I have no love lost for The Nightmare on Elm Street series – years ago I swore up and down that the original flick was the ‘film’, with all the others being shameless franchising fiascoes. Then I bought #1 and watched it for the first time since its original video release and you know what? I found it pretty much sucked too. Don’t get me wrong, some great moments and images, but overall pretty lame. This is why, even as I grow more and more disgusted of the current Hollywood re-make craze I can argue that some things, such as Nightmare on Elm Street, are ideas good enough to deserve a re-make that treats them with something more than tongue-in-cheek, wink-wink at the camera schlock.

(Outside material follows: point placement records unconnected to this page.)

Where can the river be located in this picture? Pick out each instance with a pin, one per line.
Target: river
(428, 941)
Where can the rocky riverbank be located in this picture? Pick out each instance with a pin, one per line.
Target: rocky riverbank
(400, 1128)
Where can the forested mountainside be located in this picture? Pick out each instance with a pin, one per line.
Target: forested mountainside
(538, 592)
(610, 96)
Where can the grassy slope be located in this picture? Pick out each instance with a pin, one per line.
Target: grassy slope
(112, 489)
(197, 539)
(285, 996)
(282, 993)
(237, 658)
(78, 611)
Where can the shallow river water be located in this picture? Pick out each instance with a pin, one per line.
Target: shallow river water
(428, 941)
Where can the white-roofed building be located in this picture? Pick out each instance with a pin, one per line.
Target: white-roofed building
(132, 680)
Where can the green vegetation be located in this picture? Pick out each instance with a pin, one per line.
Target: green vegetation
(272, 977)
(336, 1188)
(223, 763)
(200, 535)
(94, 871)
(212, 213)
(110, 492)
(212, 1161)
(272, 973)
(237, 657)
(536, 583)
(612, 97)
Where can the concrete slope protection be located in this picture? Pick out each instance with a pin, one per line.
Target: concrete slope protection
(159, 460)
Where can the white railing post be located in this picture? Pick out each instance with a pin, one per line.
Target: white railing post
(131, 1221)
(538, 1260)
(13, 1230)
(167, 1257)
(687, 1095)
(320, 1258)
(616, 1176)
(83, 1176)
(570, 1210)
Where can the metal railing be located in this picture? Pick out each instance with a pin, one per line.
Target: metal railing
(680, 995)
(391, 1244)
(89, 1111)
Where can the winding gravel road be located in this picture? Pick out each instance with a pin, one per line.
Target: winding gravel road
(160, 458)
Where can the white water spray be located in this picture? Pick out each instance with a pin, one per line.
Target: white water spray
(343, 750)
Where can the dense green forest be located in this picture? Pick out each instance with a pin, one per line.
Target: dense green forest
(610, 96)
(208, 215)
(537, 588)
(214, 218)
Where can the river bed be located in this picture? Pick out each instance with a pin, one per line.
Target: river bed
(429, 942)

* Interesting tidbit here. My mother used to work as a nurse/orderly at an old folks home in the early 90’s. When I spoke to her the other day I was unsure exactly what I was sick with, but I mentioned my fever and the fact that I literally felt like I was going insane. I mean really insane. I was laying on the bed swaddled in piles of covers and not only do I think I started to hallucinate but I was, at times, laying there laughing my ass off for no good reason. Just maniacal laughter, echoing through the house and scaring the hell out of my cats. So when I told my mother this she responded with, ‘Oh, it must be a Urinary Track Infection. When I worked at the home, whenever one of the residents would go off their rocker we’d know they had a UTI – it causes people to get goofy.
Imagine that? If anybody out there can figure out a way to bottle and sell the effects without the symptoms, let me know – we’d make a fortune hanging around college campuses.
** Go search Mr. Ellis on Pandora radio and set up a station for him – if you like Jazz you’ll be glad you did.